Re: About Encoding Theory (was: Re: Again not about Phoenician)

From: Peter Kirk (peterkirk@qaya.org)
Date: Tue Nov 09 2004 - 07:51:27 CST

Next message: Mark Davis: "Public Review Items"

Previous message: Markus Scherer: "Re: Looking for a C library that converts UTF-8 strings from their decomposed to pre-composed form"
In reply to: Kenneth Whistler: "About Encoding Theory (was: Re: Again not about Phoenician)"
Messages sorted by: [ date ] [ thread ] [ subject ] [ author ] [ attachment ]
Mail actions: [ respond to this message ] [ mail a new topic ]

On 09/11/2004 02:30, Kenneth Whistler wrote:

>Peter Kirk suggested:
>
>
>
>>I am suggesting that the best way to get the job done properly is to lay
>>the conceptual foundation properly first, instead of trying to build a
>>structure on a foundation which doesn't match...
>>
>>
>
>Part of the problem that I think some people are having here,
>including Peter, is that they are ascribing the wrong level
>to the Unicode Standard itself.
>
>

Maybe. But why is this? Is it because the Standard describes itself
misleadingly? Is it because it has been oversold? Is it because people
who are looking for a conceptual framework look to the text of the
Standard, and think they have found one there when in fact what they
find is something different?

For example, a professor described on this list as one of the most
famous in his field wrote that each of the proposers and supporters of a
script proposal "either does not understand Unicode or (and probably
"and") does not understand what a glyph is" (quoted on this list in May
this year). Implicitly his criticism applies even to the majority of UTC
members who accepted the proposal. Was he being unreasonable? What was
his basis for claiming to understand Unicode better than the UTC
members? I can't speak for the professor, but I would suppose that his
claim to understand Unicode is based to a large extent on his reading of
the Standard, and explanations from others who have read it. If this
professor, a leading expert in his field, is finding such
inconsistencies, and as a result of them is slandering the UTC and
rejecting Unicode, doesn't this suggest that there is something wrong?

>...
>
>The Unicode Standard is *NOT* a standard for the theory
>or process of character encoding. It does not spell out
>the rules whereby character encoding committees are
>constrained in their process, nor does it lay down
>specifications that would allow anyone to follow some
>recipe in determining what "thing" is a separate script
>and what is not, nor what "entity" is an appropriate
>candidate for encoding as a character and what is not.
>
>

It does not normatively specify such things, agreed. But it does appear
to describe them, at least in outline, in its informative section
entitled "Unicode Design Principles". And these outline descriptions are
misleading. All I am asking is that the misleading text be adjusted so
that it is not misleading and is consistent with the actual practice of
the UTC. I have proposed one way to do so. You may prefer another way,
perhaps something like replacing "Characters are the abstract
representations of the smallest components of written language that have
semantic value." on p.15 by "... the smallest components of written
language which have been determined by the character encoding committees
to be usefully distinguishable." That may be too obviously ad hoc, but
at least it stops people trying to interpret "semantic value" as
something of theoretical significance.

>... Even *cataloging* the world's
>writing systems is immensely controversial -- let alone
>trying to hammer some significant set of "historical nodes"
>into a set of standardized encoded characters that can
>assist in digital representation of plain text content
>of the world's accumulated and prospective written heritage.
>
>

Indeed. But if such a standardised set is to be generally acceptable,
the controversies have to be resolved, and they should be resolved by
open discussion and diplomatic decision-making, not by imposition of one
view and accusations that those who hold other views are not "reasonable".
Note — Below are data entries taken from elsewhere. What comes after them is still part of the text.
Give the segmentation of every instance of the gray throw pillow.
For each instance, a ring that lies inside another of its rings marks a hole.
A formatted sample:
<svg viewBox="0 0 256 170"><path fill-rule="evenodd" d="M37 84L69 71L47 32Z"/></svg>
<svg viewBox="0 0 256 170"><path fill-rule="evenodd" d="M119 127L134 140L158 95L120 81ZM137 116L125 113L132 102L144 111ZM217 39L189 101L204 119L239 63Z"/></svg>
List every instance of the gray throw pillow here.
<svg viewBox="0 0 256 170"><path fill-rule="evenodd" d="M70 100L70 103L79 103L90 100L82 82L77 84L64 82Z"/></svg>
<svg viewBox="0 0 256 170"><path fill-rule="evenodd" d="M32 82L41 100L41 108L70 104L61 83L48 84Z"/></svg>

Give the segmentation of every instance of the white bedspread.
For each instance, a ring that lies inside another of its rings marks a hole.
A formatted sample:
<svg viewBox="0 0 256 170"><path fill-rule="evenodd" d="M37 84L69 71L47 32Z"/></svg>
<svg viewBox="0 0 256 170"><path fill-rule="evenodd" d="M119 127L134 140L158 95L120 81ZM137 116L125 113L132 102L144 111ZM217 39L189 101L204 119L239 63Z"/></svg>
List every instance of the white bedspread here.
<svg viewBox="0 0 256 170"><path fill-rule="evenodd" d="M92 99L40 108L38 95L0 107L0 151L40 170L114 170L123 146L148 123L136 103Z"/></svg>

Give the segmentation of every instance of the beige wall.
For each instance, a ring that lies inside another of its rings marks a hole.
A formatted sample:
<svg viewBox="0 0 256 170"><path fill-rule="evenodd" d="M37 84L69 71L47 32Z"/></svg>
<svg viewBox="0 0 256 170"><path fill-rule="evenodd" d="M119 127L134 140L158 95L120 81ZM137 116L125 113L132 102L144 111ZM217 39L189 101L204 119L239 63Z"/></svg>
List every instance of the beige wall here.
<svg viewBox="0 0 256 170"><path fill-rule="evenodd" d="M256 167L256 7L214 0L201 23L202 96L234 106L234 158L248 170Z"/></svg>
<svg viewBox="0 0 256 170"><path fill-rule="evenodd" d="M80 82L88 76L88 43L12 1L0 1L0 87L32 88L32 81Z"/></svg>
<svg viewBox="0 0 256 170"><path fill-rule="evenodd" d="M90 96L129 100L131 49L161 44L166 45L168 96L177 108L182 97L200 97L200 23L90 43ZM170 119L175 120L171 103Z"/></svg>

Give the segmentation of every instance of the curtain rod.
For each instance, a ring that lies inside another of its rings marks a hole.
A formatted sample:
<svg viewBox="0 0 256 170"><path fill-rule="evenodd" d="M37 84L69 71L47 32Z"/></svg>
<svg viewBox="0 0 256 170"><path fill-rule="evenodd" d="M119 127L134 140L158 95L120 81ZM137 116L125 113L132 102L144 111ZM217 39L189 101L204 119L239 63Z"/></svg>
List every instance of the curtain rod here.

>Contrary to what Peter is suggesting, I think it is putting
>the cart before the horse to expect a standard theory of
>script encoding to precede the work to actually encode
>characters for the scripts of the world.
>
>

Well, a standard theory is more than what I was asking for. I was
looking for an accurate summary description of the criteria currently
being used; or failing that, at least deletion of the current inaccurate
description.

>The Unicode Standard will turn out the way it does, with
>all its limitations, warts, and blemishes, because of a
>decades-long historical process of decisions made by
>hundreds of people, often interacting under intense pressure.
>
>Future generations of scholar will study it and point out
>its errors.
>
>Future generations of programmers will continue to use it
>as a basis for information processing, and will continue
>to program around its limitations.
>
>

I agree, of course, that Unicode will not be perfect. But that is not an
argument not to do the best job we can do now. Future scholars will have
fewer errors to point out if when present-day scholars point out
supposed errors in proposals they are listened to and not told things
like "I can't say that I care a fig". And future programmers will have
fewer limitations to program around, at great expense, if more care is
taken to avoid defining and stabilising such limitations. Anyway, what
is the great hurry? There may be one with certain modern scripts, but I
don't see much urgency with historic scripts. Just listening more and
taking more care will help to put off the inevitable *THEN* when Unicode
has to be replaced.

>And I expect that *THEN* a better, comprehensive theory of
>script and symbol encoding for information processing will
>be developed. And some future generation of information
>technologists will rework the Unicode encoding into a new standard
>of some sort, compatible with then-existing "legacy" Unicode
>practice, but avoiding most of the garbage, errors, and
>8-bit compatibility practice that we currently have to
>live with, for hundreds of accumulated (and accumulating)
>reasons.
>
>

-- 
Peter Kirk
peter@qaya.org (personal)
peterkirk@qaya.org (work)
http://www.qaya.org/

Next message: Mark Davis: "Public Review Items"
Previous message: Markus Scherer: "Re: Looking for a C library that converts UTF-8 strings from their decomposed to pre-composed form"
In reply to: Kenneth Whistler: "About Encoding Theory (was: Re: Again not about Phoenician)"
Messages sorted by: [ date ] [ thread ] [ subject ] [ author ] [ attachment ]
Mail actions: [ respond to this message ] [ mail a new topic ]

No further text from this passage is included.